James Shimanyula Reuters
February 1, 2017

Fresh clashes have erupted around Malakal in South Sudan’s oil-producing northern region. Both government troops and fighters loyal to rebel leader Riek Machar are blaming each other for the violence.

Südsudan Schutzzone Malakal
Image: Getty Images/AFP/A.-G. Farran

Renewed fighting has once again been reported around South Sudan's second largest city, Malakal. The capital of the oil-rich Upper Nile region is not far from the northern border with the Republic of Sudan. Both the United Nations and South Sudan's ruling Sudan People's Liberation Army (SPLA) confirmed the fighting. Riek Machar's rebels and the government are blaming each other for initiating the latest unrest.

"The rebels had been trying to provoke the SPLA all this time because the SPLA has been given instruction not to wage offensives against the rebel forces," said military spokesman Colonel Santo Domic Chol. However, rebel spokesman William Gatjiath Deng said that government forces attacked them on Tuesday.

The two sides are fighting to control the city. Neither the rebels nor the military were able to confirm the number of casualties.

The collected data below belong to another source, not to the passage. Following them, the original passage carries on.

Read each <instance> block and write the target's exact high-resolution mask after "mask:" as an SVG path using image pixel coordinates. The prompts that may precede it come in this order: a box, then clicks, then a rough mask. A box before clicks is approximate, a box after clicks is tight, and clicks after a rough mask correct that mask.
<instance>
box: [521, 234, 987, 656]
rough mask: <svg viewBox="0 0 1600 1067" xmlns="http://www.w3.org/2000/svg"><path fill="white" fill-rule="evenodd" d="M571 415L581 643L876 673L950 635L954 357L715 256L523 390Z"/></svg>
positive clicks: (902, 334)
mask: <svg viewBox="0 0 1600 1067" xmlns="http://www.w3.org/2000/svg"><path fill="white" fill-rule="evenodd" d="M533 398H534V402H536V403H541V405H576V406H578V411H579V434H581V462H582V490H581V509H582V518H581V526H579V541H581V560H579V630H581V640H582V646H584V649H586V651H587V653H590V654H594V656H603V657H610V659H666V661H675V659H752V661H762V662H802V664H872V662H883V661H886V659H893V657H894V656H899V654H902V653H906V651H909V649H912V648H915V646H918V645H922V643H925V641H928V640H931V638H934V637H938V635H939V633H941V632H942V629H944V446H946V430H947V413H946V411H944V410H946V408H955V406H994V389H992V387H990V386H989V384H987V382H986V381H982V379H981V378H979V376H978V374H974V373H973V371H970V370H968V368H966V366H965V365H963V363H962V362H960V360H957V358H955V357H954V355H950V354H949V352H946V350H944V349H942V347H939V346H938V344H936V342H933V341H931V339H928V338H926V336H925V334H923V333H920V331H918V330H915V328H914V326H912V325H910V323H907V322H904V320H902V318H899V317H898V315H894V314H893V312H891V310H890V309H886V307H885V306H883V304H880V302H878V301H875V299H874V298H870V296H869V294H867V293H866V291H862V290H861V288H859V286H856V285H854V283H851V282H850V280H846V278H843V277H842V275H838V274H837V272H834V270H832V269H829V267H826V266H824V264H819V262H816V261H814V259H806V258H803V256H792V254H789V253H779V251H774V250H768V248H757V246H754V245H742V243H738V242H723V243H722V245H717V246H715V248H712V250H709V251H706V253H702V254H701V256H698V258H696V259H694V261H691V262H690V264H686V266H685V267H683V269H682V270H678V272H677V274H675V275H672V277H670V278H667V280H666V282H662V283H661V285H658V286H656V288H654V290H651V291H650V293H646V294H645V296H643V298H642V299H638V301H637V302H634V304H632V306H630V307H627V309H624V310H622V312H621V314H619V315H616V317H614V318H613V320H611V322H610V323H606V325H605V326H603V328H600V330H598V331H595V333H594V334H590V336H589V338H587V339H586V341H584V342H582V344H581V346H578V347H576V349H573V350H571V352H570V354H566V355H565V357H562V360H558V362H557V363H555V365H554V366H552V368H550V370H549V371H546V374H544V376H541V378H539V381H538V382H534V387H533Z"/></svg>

The area around Malakal is under the stronghold of Johnson Olony, a former army general who joined hands with other rebel forces in April 2015. Sporadic fighting initially erupted a week ago and officials were forced to shut down the Malakal airport.

Fighting in the south

Meanwhile, fighting also erupted in Kajokeji town, in Yei district on the very southern tip of the country near the border with Uganda. Yei's information minister, Steven Onesmus Ladu, confirmed that at least six soldiers had been killed in the fighting. "Some of the soldiers of the government were killed. But in the process the [rebels] were repulsed and there was an arrest of their commander. So the commander is now under custody," Ladu said.

Since the outbreak of the fighting, residents are reported to have fled their homes and crossed into neighboring Uganda. Emmanuel Marial, head of  the Kajokeji Episcopal Church, said that the development of the refugee situation in the area was very worrying.  "Right now people are now moving out in big numbers. Even in our compound children are suffering," he said.

The civil war in South Sudan initially broke out in 2013 when President Salva Kiir and his deputy Riek Machar broke ties following a power struggle. In 2016, the country saw a short-lived period of peace which ended with Machar fleeing the country. 

The conflict has displaced more than 3 million people who have either sought refuge at internal UN refugee camps or crossed into neighboring Kenya and Uganda. At the end of 2016, a group of UN human rights experts warned of gross human rights violations in South Sudan. "There is already a steady process of ethnic cleansing underway in several areas of South Sudan using starvation, gang rape and the burning of villages," said Yasmin Sooka of the UN Commission on Human Rights in South Sudan.